Monday, October 09, 2006

Theatre Review

My latest theatre review for Drum. Good play.


Written by the UK’s Dennis Kelly, Osama The Hero starts with the story of Gary, a student who views the world at a slightly different tangent than the rest of society. When asked to do a school assignment on someone he considers a true hero, he finds conventional leaders don’t quite fit the definition of ‘hero’. Leaders of the western world are corpulent suits who lunch and deliver speeches, he reasons, whereas the leader of Al Quaida is a hands-on fighter, an inspiration to millions and therefore a true hero.

The play is set in a housing estate in England. Bins keep exploding and garages burn. A brother and sister argue, the unemployed and slightly unhinged brother obsessively watches the goings on of the rest of the estate. He is appalled that the neighbor with the last undamaged garage has left his wife to have a fling with a schoolgirl. He decides that someone’s going to pay for all that is wrong, and a hostage is taken. There is brutality and violence as facades crack and true nature emerges.

The story then fragments and each of the characters – blood dripping unnoticed from their hands - tells a domestic story that appears to have happened in their past but sometime after the hostage incident (I could have this wrong – the characters may also be random characters with no connection to what has taken place previously), and these monologues are utterly captivating. There is music in the writing, a rhythm that indicates that the script alone would be well worth reading: monologues overlap, lines are looped, the randomness of life is laid bare.

I can still hear the escalating staccato riff that gave the hostage scene such sharp tension, the highlight in a quite excellent sound design. The stage setting was equally sparse and effective, and performances were universally mesmerizing - dramatic, heartfelt with deft flecks of dark humour.

The Rabble is a new national director’s collaboration, and they should feel proud of this disturbing, thought-provoking and thoroughly enjoyable production.
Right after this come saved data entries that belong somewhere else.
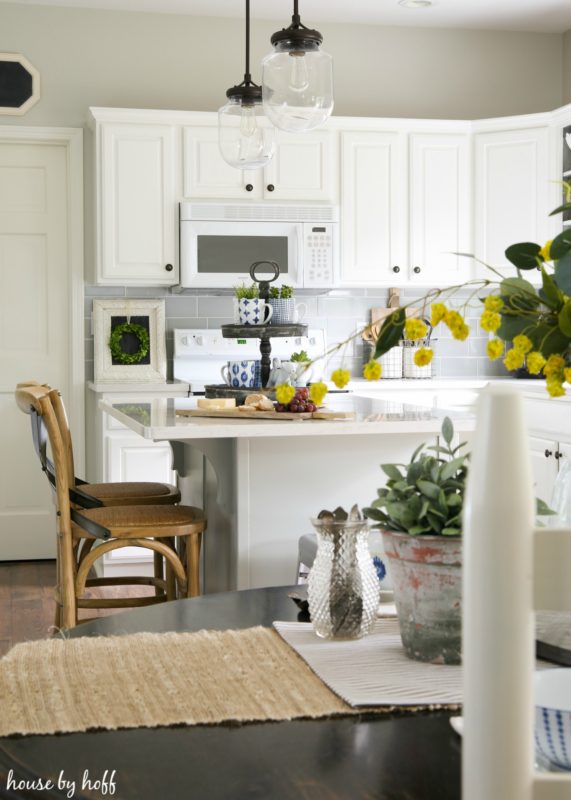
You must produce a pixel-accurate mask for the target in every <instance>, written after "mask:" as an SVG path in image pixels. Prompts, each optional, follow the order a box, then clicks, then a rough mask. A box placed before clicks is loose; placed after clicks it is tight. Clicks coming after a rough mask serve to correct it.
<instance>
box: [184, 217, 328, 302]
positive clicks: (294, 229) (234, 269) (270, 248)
mask: <svg viewBox="0 0 571 800" xmlns="http://www.w3.org/2000/svg"><path fill="white" fill-rule="evenodd" d="M338 229H339V224H338V210H337V208H336V207H334V206H326V205H322V206H306V205H304V206H299V205H290V206H283V205H270V204H268V205H249V204H248V205H247V204H239V203H234V204H231V203H181V204H180V284H181V286H182V287H194V288H198V287H203V288H232V287H234V286H236V285H238V284H240V283H242V282H244V283H246V284H249V283H250V282H251V278H250V266H251V264H253V263H254V261H275V262H276V263H277V264H278V266H279V268H280V281H279V282H280V284H286V285H288V286H293V287H296V288H298V289H330V288H333V287H334V286H335V285H336V282H337V256H338V248H339V244H338V243H339V230H338ZM268 271H270V268H268ZM260 273H262V275H261V277H263V269H262V267H260V268H259V269H258V271H257V275H258V277H260Z"/></svg>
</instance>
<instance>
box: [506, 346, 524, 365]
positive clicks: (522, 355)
mask: <svg viewBox="0 0 571 800" xmlns="http://www.w3.org/2000/svg"><path fill="white" fill-rule="evenodd" d="M523 360H524V355H523V353H522V352H521V350H516V349H515V348H514V349H513V350H508V352H507V353H506V357H505V358H504V364H505V366H506V369H510V370H511V369H519V368H520V367H523Z"/></svg>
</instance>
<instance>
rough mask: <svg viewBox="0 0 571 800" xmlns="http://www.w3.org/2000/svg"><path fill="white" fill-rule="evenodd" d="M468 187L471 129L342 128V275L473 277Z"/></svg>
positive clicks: (341, 212) (426, 277) (341, 166)
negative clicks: (354, 130) (348, 131)
mask: <svg viewBox="0 0 571 800" xmlns="http://www.w3.org/2000/svg"><path fill="white" fill-rule="evenodd" d="M470 187H471V181H470V140H469V135H468V132H467V131H466V132H463V133H462V132H461V133H441V132H434V133H430V132H418V133H414V132H412V133H411V132H409V131H408V130H406V128H403V129H402V130H400V131H373V130H363V131H350V132H346V131H342V132H341V190H342V191H341V194H342V203H341V237H342V253H341V255H342V270H341V281H342V283H343V284H344V285H347V286H388V285H394V284H395V283H398V284H399V285H401V286H402V285H407V284H408V285H411V284H412V285H418V286H421V285H423V286H445V285H447V284H453V283H458V282H461V281H463V280H466V279H468V278H469V277H470V275H471V265H470V262H469V260H468V259H465V258H461V257H459V256H456V255H454V253H458V252H464V251H466V250H467V249H469V247H470V243H471V225H470Z"/></svg>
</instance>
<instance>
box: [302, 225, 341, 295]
mask: <svg viewBox="0 0 571 800" xmlns="http://www.w3.org/2000/svg"><path fill="white" fill-rule="evenodd" d="M334 236H335V225H333V224H331V223H326V222H325V223H315V224H314V223H309V222H304V223H303V265H304V275H303V287H304V289H311V288H312V287H316V288H317V287H326V286H333V285H334V277H335V276H334V269H333V253H334V247H335V242H334Z"/></svg>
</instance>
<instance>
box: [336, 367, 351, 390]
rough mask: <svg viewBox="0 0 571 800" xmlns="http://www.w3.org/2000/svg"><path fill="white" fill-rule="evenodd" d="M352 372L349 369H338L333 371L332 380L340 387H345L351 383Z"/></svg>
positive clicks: (342, 388) (340, 388)
mask: <svg viewBox="0 0 571 800" xmlns="http://www.w3.org/2000/svg"><path fill="white" fill-rule="evenodd" d="M350 379H351V373H350V372H349V370H348V369H336V370H334V371H333V372H332V373H331V380H332V381H333V383H334V384H335V386H336V387H337V388H338V389H343V388H344V387H345V386H347V384H348V383H349V380H350Z"/></svg>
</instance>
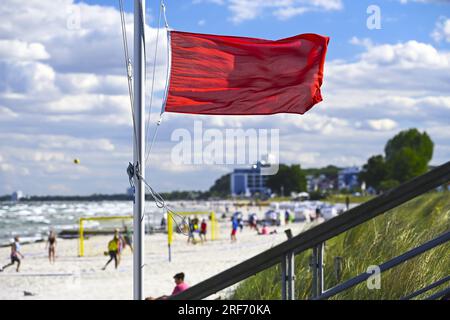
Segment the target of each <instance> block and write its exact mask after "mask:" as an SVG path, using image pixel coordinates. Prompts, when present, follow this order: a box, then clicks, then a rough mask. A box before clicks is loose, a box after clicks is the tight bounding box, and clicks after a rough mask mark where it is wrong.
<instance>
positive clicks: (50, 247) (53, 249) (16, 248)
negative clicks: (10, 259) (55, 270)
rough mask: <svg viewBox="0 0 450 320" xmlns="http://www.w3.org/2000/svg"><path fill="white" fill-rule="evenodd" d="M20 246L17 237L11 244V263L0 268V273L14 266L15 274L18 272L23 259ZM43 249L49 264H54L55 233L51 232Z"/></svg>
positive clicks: (15, 237)
mask: <svg viewBox="0 0 450 320" xmlns="http://www.w3.org/2000/svg"><path fill="white" fill-rule="evenodd" d="M21 248H22V246H21V244H20V238H19V236H16V237H14V240H13V241H12V242H11V252H10V259H11V262H10V263H8V264H6V265H4V266H3V267H0V272H3V271H4V270H5V269H7V268H9V267H12V266H14V265H15V264H17V266H16V272H19V271H20V266H21V264H22V260H23V259H24V258H25V257H24V255H23V254H22V252H21ZM45 249H46V250H47V249H48V260H49V262H50V264H54V263H55V261H56V233H55V232H54V231H53V230H52V231H50V234H49V236H48V238H47V242H46V245H45Z"/></svg>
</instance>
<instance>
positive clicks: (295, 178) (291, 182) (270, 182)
mask: <svg viewBox="0 0 450 320" xmlns="http://www.w3.org/2000/svg"><path fill="white" fill-rule="evenodd" d="M267 186H268V187H269V188H270V189H271V190H272V191H273V192H276V193H277V194H281V193H282V192H281V190H282V189H283V194H284V195H289V194H290V193H291V192H301V191H306V178H305V174H304V173H303V171H302V169H301V168H300V165H291V166H287V165H285V164H280V166H279V169H278V172H277V173H276V174H275V175H272V176H269V178H268V179H267Z"/></svg>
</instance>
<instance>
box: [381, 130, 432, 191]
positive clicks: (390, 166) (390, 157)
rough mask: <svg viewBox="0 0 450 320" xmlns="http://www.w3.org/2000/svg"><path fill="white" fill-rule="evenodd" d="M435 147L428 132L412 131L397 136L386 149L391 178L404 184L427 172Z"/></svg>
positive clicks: (397, 134) (402, 133)
mask: <svg viewBox="0 0 450 320" xmlns="http://www.w3.org/2000/svg"><path fill="white" fill-rule="evenodd" d="M433 147H434V144H433V141H431V139H430V137H429V136H428V134H427V133H426V132H424V133H420V132H419V131H418V130H417V129H410V130H406V131H402V132H400V133H399V134H397V135H396V136H395V137H394V138H392V139H391V140H389V141H388V142H387V144H386V147H385V149H384V150H385V153H386V165H387V170H388V172H389V178H390V179H392V180H396V181H398V182H400V183H403V182H405V181H408V180H410V179H412V178H414V177H417V176H419V175H421V174H424V173H425V172H427V170H428V163H429V162H430V160H431V158H432V157H433Z"/></svg>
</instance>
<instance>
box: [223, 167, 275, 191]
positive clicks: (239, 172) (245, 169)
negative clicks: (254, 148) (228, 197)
mask: <svg viewBox="0 0 450 320" xmlns="http://www.w3.org/2000/svg"><path fill="white" fill-rule="evenodd" d="M267 178H268V176H265V175H262V174H261V162H257V163H256V164H255V165H253V166H252V167H251V168H245V169H234V171H233V173H231V177H230V189H231V194H232V195H233V196H246V197H249V196H253V195H254V194H257V193H259V194H265V195H269V194H270V189H269V188H268V187H267V186H266V183H267Z"/></svg>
Until 28 October at The Old Fitzroy Theatre, Cnr Cathedral & Dowling Streets Woolloomooloo.


Anonymous said...


This country has funny place names...


Quick said...

Good point. Funny that you can get into a cab and ask to be taken to Woolloomooloo, and the cab driver confirms, Woolloomooloo? And you say yes please, Woolloomooloo. And no one so much as smirks.

Guyana-Gyal said...

Wish I could write a play poking fun at our violent politicians.

We have some names of places here I can't pronounce...shoots, can't even spell them, they're Dutch. One's Blygezight.

Quick said...

Blygezight sounds like a disease that affects tropical fruit.

Guyana-Gyal said...

Oh, you don't know the half of it, Quick.